Table 5.3 compares the measured speciﬁcation of the fabricated MP-based LDPC decoder to
the speciﬁcations of different digital and analog decoders reported in literature.
The comparison shows that the MP-based LDPC decoder has the second highest throughput
amongst the reported analog decoders. However, the turbo decoder with the highest throughput
[96] has an energy efﬁciency much lower than the MP-based design. Moreover, the turbo decoder
has a longer codeword length than ours. The benchmark min-sum LDPC decoder [77] has the
same codelength as the proposed MP-based LDPC decoder. However, the former measured the
energy efﬁciency based on the power consumption for the whole chip, while the latter based on
the core, which makes the comparison difﬁcult. However, it can be seen that the throughput of the
MP-based LDPC decoder is more than twice that of the benchmark min-sum LDPC decoder. In
terms of energy efﬁciency, the MP-based LDPC decoder has the second highest energy efﬁciency.
Whereas the (8,4) Hamming Trellis graph decoder, which has the highest energy efﬁciency, has
a much lower throughput than this implementation. In terms of the silicon area, the proposed
implementation achieves integration density comparable to that of [77], considering the differences
in the respective technology feature size.
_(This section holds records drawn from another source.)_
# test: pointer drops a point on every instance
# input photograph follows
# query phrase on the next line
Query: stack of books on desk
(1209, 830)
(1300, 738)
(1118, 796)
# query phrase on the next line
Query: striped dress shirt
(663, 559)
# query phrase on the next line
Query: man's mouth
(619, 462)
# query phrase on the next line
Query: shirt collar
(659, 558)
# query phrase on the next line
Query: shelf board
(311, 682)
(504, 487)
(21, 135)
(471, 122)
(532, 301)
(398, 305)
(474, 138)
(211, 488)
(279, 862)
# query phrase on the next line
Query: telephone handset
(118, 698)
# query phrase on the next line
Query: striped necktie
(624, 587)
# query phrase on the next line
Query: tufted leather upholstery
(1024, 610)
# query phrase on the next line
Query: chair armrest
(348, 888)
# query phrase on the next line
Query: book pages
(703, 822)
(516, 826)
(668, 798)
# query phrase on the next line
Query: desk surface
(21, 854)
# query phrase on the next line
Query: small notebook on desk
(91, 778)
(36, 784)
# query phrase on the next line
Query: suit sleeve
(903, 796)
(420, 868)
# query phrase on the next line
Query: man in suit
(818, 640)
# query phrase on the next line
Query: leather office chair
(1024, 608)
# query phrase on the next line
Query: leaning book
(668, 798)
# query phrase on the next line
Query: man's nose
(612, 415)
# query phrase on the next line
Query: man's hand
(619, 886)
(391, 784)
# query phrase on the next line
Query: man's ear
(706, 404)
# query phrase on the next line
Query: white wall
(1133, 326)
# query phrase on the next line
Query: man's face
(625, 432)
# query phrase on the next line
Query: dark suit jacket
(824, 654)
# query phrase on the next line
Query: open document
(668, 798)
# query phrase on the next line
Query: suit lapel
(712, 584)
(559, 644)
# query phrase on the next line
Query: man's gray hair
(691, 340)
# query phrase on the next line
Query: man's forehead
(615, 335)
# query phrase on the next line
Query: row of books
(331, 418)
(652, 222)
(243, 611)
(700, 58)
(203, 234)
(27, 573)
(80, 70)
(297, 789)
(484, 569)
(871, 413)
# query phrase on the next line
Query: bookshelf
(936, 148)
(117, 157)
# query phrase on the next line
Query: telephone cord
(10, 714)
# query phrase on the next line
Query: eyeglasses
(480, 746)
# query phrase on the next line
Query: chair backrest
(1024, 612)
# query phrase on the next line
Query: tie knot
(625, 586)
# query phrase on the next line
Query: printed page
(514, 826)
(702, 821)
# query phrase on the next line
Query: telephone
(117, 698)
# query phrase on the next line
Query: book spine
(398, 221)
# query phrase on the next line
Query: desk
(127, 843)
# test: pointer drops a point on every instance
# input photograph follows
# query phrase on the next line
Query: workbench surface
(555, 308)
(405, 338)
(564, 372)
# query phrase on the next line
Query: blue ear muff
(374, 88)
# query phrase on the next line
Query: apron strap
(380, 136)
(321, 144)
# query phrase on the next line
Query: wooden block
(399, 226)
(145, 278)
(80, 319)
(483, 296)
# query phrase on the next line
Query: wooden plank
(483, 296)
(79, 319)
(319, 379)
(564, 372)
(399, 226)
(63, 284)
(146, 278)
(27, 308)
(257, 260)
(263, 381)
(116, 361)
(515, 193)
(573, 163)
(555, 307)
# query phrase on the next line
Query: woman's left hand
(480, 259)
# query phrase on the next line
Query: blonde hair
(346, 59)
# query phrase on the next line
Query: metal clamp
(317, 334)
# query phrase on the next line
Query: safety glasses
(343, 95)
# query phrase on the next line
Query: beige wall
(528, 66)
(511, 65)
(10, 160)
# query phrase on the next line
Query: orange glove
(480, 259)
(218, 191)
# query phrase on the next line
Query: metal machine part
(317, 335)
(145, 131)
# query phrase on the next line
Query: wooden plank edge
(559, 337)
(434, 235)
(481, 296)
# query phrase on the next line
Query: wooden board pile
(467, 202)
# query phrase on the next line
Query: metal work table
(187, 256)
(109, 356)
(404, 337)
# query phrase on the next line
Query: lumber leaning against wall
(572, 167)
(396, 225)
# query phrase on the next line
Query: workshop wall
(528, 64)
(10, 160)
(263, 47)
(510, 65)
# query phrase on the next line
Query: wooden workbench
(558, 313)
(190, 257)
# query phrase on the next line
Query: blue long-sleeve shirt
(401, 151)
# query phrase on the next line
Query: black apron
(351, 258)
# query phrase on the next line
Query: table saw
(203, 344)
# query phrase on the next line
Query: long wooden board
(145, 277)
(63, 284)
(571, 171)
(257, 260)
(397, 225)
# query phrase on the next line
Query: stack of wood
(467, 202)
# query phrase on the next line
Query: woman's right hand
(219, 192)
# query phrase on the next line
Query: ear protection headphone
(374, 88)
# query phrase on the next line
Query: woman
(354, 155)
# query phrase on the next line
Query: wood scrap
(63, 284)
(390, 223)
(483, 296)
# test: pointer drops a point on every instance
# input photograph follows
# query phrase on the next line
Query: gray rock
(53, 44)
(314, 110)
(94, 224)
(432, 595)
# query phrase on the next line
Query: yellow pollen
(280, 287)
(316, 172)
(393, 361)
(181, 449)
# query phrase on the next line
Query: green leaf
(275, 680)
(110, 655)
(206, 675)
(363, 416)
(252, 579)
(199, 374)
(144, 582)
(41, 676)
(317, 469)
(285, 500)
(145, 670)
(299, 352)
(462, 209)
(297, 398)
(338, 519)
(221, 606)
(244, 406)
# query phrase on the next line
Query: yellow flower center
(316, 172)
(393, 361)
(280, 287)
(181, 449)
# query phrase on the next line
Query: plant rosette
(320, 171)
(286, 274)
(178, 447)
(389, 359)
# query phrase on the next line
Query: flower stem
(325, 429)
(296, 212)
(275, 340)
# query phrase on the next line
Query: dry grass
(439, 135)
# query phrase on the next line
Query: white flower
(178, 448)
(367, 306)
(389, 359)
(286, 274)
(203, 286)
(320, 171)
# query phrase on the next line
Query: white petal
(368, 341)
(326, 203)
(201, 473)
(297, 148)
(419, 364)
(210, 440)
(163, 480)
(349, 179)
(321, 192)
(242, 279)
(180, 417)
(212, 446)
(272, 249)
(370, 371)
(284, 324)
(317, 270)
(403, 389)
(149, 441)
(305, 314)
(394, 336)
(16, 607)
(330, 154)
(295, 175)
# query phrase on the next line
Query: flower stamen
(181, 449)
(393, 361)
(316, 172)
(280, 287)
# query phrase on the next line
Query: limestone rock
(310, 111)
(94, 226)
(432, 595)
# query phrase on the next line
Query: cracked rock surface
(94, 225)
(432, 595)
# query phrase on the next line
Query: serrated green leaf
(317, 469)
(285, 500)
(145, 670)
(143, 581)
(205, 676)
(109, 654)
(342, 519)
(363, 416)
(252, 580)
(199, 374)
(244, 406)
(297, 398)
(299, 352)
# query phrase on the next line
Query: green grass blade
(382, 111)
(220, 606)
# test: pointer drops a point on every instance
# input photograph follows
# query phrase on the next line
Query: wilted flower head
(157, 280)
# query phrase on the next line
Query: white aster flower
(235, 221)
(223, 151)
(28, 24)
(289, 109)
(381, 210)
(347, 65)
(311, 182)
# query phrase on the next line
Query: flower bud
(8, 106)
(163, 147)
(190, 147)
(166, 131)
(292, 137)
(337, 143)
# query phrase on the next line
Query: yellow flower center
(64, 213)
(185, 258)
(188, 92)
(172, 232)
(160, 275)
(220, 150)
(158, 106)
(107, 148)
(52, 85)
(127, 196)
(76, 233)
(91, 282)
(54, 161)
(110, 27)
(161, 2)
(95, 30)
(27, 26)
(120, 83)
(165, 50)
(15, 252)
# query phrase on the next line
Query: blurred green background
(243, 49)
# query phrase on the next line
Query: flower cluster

The table of comparison also shows that state-of-the-art digital decoders can also enjoy high
energy-efﬁciencies as the analog decoders. This is because these implementations exploit highly
parallel architecture [72, 73], early termination techniques [97], post-processing methods [98] and
aggressive feature and voltage scaling. However, it should be noted that unlike analog decoders,
digital decoders require an analog-to-digital converter to digitize the analog channel information.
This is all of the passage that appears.